12 Responses to “Ross-shire Massacre: five months on”

  1. 1 Chris Roberts
    August 20, 2014 at 5:29 pm

    All very suspicious, looks like they are trying to protect some person or person’s, who are regarded as untouchable and of some influence in society.

  2. 4 Keith Brockie
    August 20, 2014 at 7:13 pm

    Heard it was xxxxxxxxx xxxxxxxxx with poison baits placed round a lambing field, this appears to be in the public domain now!

    [Ed: That’s certainly what Sir John Lister Kaye was claiming at his talk last weekend, but we’re not prepared to publish it here yet…there’s a lot more to it!]

    • 5 Tony Phillips
      August 20, 2014 at 8:25 pm

      Mr Ed- now you are talking like SASA! seriously though, should an arrest be expected?

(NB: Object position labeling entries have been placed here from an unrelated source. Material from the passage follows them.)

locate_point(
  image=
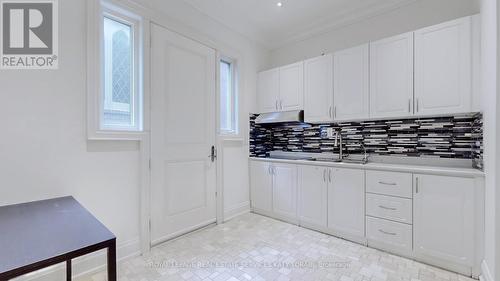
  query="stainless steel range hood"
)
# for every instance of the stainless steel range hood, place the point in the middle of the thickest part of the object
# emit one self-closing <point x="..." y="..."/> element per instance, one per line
<point x="296" y="116"/>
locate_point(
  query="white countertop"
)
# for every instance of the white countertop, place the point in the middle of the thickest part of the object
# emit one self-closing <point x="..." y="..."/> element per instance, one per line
<point x="408" y="168"/>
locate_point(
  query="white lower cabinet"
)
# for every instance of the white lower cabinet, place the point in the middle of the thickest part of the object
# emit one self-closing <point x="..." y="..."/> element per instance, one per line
<point x="261" y="186"/>
<point x="346" y="203"/>
<point x="444" y="220"/>
<point x="388" y="235"/>
<point x="273" y="188"/>
<point x="438" y="222"/>
<point x="313" y="201"/>
<point x="285" y="191"/>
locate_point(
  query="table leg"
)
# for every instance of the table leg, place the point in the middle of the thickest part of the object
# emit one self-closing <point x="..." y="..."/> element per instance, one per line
<point x="68" y="270"/>
<point x="112" y="261"/>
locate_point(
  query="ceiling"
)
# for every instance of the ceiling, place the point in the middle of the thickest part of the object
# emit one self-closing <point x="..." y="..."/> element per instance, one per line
<point x="272" y="26"/>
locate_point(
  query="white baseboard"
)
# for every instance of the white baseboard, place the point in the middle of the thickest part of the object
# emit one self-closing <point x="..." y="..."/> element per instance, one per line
<point x="236" y="210"/>
<point x="86" y="265"/>
<point x="486" y="274"/>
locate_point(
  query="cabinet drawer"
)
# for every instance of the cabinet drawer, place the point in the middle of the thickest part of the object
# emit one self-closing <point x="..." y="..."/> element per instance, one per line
<point x="388" y="235"/>
<point x="389" y="183"/>
<point x="388" y="207"/>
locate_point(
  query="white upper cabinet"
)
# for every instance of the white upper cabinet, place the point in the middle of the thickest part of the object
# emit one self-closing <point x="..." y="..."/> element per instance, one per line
<point x="346" y="202"/>
<point x="391" y="77"/>
<point x="291" y="87"/>
<point x="444" y="219"/>
<point x="351" y="83"/>
<point x="285" y="190"/>
<point x="443" y="77"/>
<point x="261" y="185"/>
<point x="268" y="88"/>
<point x="318" y="89"/>
<point x="313" y="189"/>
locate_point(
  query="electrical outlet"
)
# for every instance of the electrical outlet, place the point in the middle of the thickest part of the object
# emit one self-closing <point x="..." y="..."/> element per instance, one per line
<point x="330" y="133"/>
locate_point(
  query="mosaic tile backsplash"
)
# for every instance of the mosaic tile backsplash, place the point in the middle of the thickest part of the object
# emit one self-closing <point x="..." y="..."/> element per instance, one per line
<point x="445" y="137"/>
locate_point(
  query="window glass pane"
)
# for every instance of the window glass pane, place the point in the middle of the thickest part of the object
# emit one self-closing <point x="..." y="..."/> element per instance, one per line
<point x="118" y="102"/>
<point x="226" y="98"/>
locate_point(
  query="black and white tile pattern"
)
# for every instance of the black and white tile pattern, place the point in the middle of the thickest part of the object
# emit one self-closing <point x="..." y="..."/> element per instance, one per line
<point x="445" y="137"/>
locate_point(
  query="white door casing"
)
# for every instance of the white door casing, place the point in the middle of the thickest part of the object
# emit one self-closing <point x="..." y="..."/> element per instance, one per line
<point x="183" y="177"/>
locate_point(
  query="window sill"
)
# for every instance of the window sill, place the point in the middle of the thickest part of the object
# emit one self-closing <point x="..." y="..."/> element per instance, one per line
<point x="117" y="135"/>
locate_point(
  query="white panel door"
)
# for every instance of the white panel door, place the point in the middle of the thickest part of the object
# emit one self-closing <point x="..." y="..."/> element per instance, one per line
<point x="292" y="87"/>
<point x="318" y="89"/>
<point x="268" y="89"/>
<point x="183" y="177"/>
<point x="285" y="190"/>
<point x="346" y="201"/>
<point x="443" y="74"/>
<point x="351" y="83"/>
<point x="444" y="218"/>
<point x="313" y="188"/>
<point x="261" y="186"/>
<point x="391" y="77"/>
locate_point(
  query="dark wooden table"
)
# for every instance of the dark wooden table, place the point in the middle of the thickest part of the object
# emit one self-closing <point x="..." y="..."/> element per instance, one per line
<point x="39" y="234"/>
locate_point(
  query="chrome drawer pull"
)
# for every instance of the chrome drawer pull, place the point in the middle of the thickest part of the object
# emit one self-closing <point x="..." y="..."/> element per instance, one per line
<point x="387" y="208"/>
<point x="387" y="183"/>
<point x="388" y="233"/>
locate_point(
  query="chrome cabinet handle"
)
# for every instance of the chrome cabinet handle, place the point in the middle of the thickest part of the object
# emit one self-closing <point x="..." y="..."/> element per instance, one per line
<point x="416" y="184"/>
<point x="387" y="183"/>
<point x="388" y="233"/>
<point x="387" y="208"/>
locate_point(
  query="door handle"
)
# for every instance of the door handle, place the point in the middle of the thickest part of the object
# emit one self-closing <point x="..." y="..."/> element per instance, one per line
<point x="213" y="153"/>
<point x="385" y="232"/>
<point x="387" y="208"/>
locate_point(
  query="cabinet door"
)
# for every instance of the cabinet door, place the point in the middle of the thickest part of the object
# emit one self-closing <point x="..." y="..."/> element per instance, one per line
<point x="391" y="76"/>
<point x="292" y="87"/>
<point x="444" y="218"/>
<point x="313" y="196"/>
<point x="351" y="78"/>
<point x="268" y="90"/>
<point x="443" y="61"/>
<point x="346" y="202"/>
<point x="318" y="89"/>
<point x="285" y="190"/>
<point x="261" y="185"/>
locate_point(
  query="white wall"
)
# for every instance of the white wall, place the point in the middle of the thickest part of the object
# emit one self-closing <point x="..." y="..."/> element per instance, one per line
<point x="419" y="14"/>
<point x="44" y="151"/>
<point x="490" y="105"/>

      • August 20, 2014 at 8:26 pm

        No, no arrests expected!

        The difference is, the information that we are withholding is potentially defamatory and concerns an individual who is easily identifiable to anyone who has been following this case. The info that SASA and Police Scotland are withholding is not.

        • 7 Tony Phillips
          August 20, 2014 at 9:44 pm

          I see (I think). So potentially defamatory must mean potentially untrue. Which means potentially someone has made it up. So potentially you don’t actually have any information at all. But you say you are not prepared to publish “yet” which means potentially you will publish it, which potentially means it is true. All too much for me!!!!!!

  3. 8 nirofo
    August 20, 2014 at 9:04 pm

    It all stinks of combined collusion at the highest levels, it seems the person involved is deemed as extremely vulnerable to adverse publicity if the full details of this heinous crime ever become public knowledge, I wonder why, why he is so important ???

  4. 9 Jimmy
    August 20, 2014 at 11:15 pm

    Why does disclosing the type of poison used threaten a potential trial?? Sounds like a BS excuse to me

    • 10 dave angel
      August 21, 2014 at 10:56 pm

      Two possibilities occur to me, off the top of my head.

      1. If the suspect provided a statement which mentions the type of poison, and this information is not in the public domain, this could provide the corroboration needed to secure a conviction (a self corroborating confession).

      2. If poison is found the suspect could claim it had been planted to discret him/her. That’s less credible if the public don’t know what type of poison has been used.

      I don’t know what benefit there is to the public knowing which poson was used.

  5. 11 Marco McGinty
    August 21, 2014 at 7:07 pm

    I’ve had my concerns about SASA for a while, and this just furthers my suspicions, but I’m prepared to give them a further chance.